28 October 2020, 1:00 pm–2:00 pm

SMP Bus Terminus Shopping Centre

Reflections on compact Hong Kong from Rebecca Chiu.

Event Information

Open to

All

Availability

Yes

Organiser

Victoria Howard

Join us on Zoom for the first of our 2020/21 Public Lectures.

Hong Kong is renowned for its well managed high-density and high-rise built environment. With a rapidly ageing population, it is increasingly important to (re)develop an elderly friendly living environment. Based on the findings from territory-wide surveys and focus group meetings, this presentation discusses the opportunities and constraints that Hong Kong’s compact environment offers to its elderly inhabitants. In particular, it looks into the influence of the neighbourhood environment on the mental and social wellbeing of residents living in large high-rise housing estates. It concludes that compactness needs to be acknowledged as a critical factor to enable the less mobile senior citizens to have easy access to community facilities and services, and easy communication and integration with their local communities. While purpose-design vertical retirement projects provide a continuum of care and enables ageing in place fulfilling the daily and social needs of the elderly, accessibility to neighbourhood facilities and services and hence the location of these housing projects are important. Thus, a compact living environment, if well planned and managed, is argued to be conducive for the psychological and mental health of the elderly people.

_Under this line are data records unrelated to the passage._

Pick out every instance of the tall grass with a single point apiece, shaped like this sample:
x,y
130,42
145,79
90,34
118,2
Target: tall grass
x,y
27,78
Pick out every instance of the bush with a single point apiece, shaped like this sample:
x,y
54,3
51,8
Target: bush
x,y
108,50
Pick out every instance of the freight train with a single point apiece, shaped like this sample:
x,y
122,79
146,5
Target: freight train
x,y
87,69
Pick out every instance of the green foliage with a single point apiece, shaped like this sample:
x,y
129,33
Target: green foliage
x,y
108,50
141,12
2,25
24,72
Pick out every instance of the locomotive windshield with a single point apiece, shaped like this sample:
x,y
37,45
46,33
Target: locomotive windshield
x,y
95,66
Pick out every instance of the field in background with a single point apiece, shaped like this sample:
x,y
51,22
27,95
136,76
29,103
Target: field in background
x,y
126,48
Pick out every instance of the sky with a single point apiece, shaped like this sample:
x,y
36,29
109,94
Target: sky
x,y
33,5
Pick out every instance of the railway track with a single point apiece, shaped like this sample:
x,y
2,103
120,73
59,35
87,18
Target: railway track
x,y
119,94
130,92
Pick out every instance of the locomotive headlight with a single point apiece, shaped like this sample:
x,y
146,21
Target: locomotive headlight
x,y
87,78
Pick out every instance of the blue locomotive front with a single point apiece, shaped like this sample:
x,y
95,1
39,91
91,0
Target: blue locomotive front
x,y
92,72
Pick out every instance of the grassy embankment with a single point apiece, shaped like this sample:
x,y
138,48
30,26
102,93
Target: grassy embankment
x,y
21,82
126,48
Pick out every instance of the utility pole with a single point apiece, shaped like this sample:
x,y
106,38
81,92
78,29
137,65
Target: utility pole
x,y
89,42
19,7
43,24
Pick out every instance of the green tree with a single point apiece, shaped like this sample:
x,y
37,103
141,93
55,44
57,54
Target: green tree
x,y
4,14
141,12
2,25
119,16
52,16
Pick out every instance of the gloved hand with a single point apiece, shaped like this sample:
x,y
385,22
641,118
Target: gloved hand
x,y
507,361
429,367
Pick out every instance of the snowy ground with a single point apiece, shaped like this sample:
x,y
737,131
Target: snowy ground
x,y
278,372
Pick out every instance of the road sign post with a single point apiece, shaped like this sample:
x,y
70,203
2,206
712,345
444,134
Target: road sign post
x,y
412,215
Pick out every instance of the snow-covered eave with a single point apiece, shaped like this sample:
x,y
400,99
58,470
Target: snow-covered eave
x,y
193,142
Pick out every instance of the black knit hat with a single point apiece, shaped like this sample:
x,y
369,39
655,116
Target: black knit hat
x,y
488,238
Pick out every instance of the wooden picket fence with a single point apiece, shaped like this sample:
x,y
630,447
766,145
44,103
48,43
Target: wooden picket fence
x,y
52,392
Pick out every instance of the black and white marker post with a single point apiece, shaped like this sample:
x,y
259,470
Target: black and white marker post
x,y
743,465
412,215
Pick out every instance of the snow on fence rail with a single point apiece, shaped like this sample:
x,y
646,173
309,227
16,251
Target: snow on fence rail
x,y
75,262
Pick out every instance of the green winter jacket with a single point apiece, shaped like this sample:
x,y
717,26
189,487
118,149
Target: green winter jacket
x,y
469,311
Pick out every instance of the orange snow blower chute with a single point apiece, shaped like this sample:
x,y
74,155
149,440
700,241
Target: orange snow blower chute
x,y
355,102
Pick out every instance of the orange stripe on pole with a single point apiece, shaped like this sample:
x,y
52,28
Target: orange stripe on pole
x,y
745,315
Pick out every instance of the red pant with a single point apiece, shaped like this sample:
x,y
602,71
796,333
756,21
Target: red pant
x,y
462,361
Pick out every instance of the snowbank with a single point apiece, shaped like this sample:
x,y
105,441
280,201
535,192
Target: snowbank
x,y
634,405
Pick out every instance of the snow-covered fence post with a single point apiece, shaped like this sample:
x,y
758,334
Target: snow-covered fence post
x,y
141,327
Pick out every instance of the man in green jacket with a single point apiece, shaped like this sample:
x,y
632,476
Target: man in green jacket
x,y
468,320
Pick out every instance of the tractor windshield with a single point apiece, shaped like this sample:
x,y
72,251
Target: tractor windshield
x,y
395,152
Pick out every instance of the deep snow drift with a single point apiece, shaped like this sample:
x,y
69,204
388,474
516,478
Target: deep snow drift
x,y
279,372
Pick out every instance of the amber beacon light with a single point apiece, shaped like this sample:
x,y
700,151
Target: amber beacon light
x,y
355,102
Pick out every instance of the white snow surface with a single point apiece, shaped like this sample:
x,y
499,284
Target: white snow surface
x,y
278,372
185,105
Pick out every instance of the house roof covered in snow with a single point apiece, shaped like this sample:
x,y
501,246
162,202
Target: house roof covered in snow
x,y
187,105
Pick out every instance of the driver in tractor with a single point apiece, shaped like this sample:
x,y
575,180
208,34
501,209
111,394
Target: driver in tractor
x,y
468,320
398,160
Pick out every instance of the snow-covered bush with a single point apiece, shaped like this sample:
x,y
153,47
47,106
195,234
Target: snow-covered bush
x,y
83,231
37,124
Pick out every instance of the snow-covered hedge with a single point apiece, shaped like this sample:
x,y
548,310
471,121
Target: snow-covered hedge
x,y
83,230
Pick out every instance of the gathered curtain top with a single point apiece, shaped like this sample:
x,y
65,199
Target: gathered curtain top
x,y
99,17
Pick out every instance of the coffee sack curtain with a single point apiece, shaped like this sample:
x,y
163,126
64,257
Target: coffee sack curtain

Please reserve your place on Eventbrite, where we will send you the joining link.

About the Speaker

Professor Rebecca Lai Har Chiu

at University of Hong Kong

Rebecca L.H. Chiu is the former Head and Professor of the Department of Urban Planning and Design, and the Director of the Centre of Urban Studies and Urban Planning, as well as the Belt and Road Urban Observatory of the Faculty of Architecture of The University of Hong Kong. She has specialized in housing studies and housing education since 1987, and in urban planning and urban sustainability since 1997. Her current research projects include healthy ageing and housing issues in ageing communities, social sustainability of housing in compact cities; comparative housing policies in Asia; housing development in the Belt and Road region, comparative planning systems, and China’s marketized socialism in housing and urban development. She is the Founder Chairman of the Asia Pacific Network for Housing Research, and has been appointed to government committees and boards on housing, land and planning, urban renewal, natural and heritage conservation.